The Organic. Naturally Different campaign, aims to help people understand what organic means and make conscious decisions when they go food shopping by showing how eating organic can be part of a budget-conscious lifestyle if you shop, cook and plan wisely.
September is designated Organic month, and The Campaign for Organic challenged a number of Foodies 100 bloggers to cook and use organic products with their families and to see, with careful planning, how far the products would go, and to see if their perceptions about organic food would change during the challenge.

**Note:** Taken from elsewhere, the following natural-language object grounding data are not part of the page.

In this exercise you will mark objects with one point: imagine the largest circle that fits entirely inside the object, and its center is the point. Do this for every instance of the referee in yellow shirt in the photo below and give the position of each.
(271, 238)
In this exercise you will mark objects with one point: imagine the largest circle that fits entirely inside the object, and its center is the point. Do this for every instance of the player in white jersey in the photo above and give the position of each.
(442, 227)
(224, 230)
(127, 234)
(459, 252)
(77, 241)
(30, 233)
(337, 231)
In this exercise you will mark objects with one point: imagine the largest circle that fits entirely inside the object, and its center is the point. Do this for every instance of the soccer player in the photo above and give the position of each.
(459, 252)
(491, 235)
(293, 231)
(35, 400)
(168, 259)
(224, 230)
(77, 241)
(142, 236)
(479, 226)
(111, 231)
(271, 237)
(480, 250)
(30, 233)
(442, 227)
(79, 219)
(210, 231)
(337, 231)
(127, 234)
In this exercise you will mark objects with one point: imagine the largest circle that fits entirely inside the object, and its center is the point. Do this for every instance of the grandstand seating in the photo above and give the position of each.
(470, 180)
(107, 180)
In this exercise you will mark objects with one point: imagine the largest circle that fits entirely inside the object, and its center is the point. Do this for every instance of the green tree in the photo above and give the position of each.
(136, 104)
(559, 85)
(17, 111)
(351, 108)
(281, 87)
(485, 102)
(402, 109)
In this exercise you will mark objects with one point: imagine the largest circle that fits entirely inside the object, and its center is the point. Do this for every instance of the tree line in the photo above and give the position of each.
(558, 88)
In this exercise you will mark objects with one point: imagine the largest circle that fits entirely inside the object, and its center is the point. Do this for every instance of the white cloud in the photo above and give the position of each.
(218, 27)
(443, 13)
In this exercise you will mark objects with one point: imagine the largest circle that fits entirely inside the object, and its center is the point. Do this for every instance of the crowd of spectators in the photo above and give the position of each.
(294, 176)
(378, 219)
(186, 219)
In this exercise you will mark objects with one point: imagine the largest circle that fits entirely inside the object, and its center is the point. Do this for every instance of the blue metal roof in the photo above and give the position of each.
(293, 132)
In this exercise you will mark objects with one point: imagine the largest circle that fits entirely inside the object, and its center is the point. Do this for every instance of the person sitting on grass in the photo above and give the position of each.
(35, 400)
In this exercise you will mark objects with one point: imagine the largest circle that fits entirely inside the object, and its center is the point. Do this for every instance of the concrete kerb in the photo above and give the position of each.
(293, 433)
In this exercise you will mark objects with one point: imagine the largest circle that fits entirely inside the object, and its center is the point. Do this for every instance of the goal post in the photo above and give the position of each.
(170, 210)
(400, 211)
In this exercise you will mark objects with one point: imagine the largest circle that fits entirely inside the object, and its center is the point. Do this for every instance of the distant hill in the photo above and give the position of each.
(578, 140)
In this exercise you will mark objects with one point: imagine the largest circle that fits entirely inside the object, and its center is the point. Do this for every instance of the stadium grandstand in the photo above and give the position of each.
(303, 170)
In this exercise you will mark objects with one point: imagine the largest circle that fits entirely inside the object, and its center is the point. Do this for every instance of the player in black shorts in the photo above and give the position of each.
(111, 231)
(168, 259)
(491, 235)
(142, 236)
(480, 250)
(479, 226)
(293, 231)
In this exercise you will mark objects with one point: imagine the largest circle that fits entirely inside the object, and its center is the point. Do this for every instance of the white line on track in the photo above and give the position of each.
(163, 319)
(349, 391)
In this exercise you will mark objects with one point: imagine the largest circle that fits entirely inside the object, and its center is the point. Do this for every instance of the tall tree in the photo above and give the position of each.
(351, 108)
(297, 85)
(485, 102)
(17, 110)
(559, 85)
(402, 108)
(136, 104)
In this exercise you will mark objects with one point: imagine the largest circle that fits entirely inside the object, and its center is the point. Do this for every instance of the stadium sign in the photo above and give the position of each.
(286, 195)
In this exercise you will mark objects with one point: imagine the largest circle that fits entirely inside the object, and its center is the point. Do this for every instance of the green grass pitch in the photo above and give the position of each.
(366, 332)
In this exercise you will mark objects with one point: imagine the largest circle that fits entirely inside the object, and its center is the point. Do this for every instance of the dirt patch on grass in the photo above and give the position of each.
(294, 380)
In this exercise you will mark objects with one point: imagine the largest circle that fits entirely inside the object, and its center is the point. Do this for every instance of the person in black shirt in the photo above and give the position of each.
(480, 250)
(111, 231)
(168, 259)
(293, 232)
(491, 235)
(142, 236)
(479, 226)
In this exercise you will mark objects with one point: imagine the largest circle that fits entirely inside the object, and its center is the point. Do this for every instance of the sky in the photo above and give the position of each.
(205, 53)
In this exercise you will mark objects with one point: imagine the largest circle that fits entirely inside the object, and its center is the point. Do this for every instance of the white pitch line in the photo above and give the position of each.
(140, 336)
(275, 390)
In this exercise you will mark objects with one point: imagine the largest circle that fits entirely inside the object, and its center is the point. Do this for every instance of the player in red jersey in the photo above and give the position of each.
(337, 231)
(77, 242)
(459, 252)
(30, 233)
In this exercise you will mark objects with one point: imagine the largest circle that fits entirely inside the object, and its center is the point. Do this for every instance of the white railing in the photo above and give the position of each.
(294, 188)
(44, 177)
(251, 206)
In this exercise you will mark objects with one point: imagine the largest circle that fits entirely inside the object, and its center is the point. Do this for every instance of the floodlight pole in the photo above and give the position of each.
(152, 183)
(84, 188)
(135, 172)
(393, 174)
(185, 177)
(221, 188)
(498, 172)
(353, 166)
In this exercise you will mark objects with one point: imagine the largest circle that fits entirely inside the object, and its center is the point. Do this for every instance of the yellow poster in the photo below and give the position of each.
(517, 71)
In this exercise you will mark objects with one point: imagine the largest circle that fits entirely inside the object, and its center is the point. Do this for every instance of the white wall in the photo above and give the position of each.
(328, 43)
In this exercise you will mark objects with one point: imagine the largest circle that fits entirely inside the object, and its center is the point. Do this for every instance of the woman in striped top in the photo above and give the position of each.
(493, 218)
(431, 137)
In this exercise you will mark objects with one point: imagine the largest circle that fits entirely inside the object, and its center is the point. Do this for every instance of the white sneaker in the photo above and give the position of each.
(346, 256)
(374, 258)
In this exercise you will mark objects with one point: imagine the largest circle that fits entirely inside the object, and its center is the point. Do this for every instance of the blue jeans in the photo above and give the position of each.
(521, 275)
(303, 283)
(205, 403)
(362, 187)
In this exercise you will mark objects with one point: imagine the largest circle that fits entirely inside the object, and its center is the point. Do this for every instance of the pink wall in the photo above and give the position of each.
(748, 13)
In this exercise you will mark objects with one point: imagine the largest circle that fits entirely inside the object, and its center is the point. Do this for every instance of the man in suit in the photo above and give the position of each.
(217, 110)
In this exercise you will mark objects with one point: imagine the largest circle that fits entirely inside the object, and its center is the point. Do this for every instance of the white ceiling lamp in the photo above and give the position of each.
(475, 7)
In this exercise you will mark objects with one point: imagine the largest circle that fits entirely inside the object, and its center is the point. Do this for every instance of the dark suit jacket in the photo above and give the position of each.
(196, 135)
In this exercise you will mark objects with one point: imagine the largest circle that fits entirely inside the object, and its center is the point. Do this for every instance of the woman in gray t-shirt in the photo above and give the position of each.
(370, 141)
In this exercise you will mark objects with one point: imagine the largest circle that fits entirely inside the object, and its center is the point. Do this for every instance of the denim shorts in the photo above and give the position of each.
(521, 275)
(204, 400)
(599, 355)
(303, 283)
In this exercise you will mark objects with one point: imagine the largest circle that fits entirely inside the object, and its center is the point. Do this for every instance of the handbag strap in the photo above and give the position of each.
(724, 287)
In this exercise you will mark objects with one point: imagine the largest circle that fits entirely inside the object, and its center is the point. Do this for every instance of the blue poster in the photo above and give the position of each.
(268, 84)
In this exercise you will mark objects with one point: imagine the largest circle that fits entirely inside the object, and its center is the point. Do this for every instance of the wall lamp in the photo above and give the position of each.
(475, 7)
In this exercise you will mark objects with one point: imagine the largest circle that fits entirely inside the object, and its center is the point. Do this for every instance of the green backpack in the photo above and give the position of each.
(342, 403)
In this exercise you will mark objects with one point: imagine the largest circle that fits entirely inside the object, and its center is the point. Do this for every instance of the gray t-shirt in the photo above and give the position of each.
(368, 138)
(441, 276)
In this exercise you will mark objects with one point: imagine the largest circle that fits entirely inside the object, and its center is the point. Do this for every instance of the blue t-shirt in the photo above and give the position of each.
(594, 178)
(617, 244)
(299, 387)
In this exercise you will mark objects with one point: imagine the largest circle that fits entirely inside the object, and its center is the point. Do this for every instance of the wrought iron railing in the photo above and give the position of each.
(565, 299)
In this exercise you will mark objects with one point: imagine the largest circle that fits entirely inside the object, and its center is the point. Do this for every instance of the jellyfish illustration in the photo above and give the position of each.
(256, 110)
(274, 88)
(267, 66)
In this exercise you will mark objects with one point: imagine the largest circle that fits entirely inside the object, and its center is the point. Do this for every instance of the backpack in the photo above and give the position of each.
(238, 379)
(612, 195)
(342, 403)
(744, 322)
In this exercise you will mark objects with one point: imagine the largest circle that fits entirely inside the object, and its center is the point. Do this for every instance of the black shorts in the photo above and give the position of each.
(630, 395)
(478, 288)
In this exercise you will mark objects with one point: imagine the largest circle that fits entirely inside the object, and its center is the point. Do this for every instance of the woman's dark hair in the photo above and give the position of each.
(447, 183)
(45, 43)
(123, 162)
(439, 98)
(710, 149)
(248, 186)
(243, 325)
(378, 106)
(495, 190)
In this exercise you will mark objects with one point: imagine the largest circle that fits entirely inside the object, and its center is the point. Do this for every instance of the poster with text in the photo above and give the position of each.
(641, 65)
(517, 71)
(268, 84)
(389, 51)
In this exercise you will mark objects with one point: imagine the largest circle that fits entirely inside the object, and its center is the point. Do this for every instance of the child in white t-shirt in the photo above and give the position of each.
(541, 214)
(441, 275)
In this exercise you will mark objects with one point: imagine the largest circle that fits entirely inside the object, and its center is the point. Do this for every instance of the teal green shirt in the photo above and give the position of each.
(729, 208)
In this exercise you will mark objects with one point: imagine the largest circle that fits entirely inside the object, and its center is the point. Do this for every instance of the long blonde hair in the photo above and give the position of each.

At the start of the challenge Pippa from a Mother’s Ramblings confessed that she did not buy organic as she thought that she could not afford it, but then her first shop arrived and she realised that it really would go a very long way, far further than her original perception had led her to believe, and that she could also cater for her gluten and egg free husband. Her meal plans are here and here.
Kavey wrote that there was so much more to the issue than just the cost of organic food, and has written a very insightful, analytical and thought provoking piece covering the main arguments for and against organic, together with lots of tips and links to make your organic products go further. I especially like the idea of saving the fat from your roast chicken for your next roast, which is something that I’ll be doing.
Utterly Scrummy Michelle writes legendary meal plans and, with a few additions and her own home grown organic produce from her allotment, used every single item up from both shops to feed her, her husband and her 3 daughters. Overall she feels that if you can afford the price differential of organic food then certainly you should buy it, and to keep an eye out for items on BOGOF or reduced and to grow your own as much as possible – and to exchange your produce with neighbours for other items you need.
Like Michelle, Katie drew up a careful meal plan, and was most impressed with the taste and quality of the fresh produce. She feels that opting for organic meat and dairy gives you peace of mind on animal welfare and reaps rewards in terms of the ingredients.
Alida who blogs at My Little Italian Kitchen was already a keen supporter of organics, and is positively evangelical about the better taste and quality of organic products. She writes that Italians are a food obsessed nation and that as you are what you eat, you should eat the best you can afford. Her meal plan contains a number of delicious looking recipes, all with an Italian influence.
Danny, the Food Urchin has conflicting feelings, but generally is leaning towards making some wholesale changes to how he shops and eats. He also shares a thrifty recipe for a Panade of slow-cooked onions with organic cheddar.
The bloggers came up with some amazing recipes using organic produce, I especially like the sound of Dom, from Belleau Kitchen’s baked plum & Pimm’s jam which he made into a granola topped crumble, his thoughts on organic are “…like anything in life you should chose the best that you can afford… it will clearly be better for your body as well as the planet…”
Further organic recipes from Dom were a Moroccan stew, courgette & apple cake, cous cous salad, a knobbly apple and cider washed goat’s cheese traybake, and a simple tomato sauce with 3 ways to use it.
Alida shared a further five organic recipes including a chilli con carne made with lamb, brown pasta with courgettes and a mouth watering chocolate & ricotta tart.
Katie made quick roasted potatoes for her boys, as quick, and far cheaper than reaching for the oven chips in the freezer and Pippa shared a recipe for a very tasty organic beef casserole, which she says is the best casserole she has ever made!
Do you buy organic or have any tips to share to make organic foods go further?
Many thanks to the bloggers who took part in the challenge.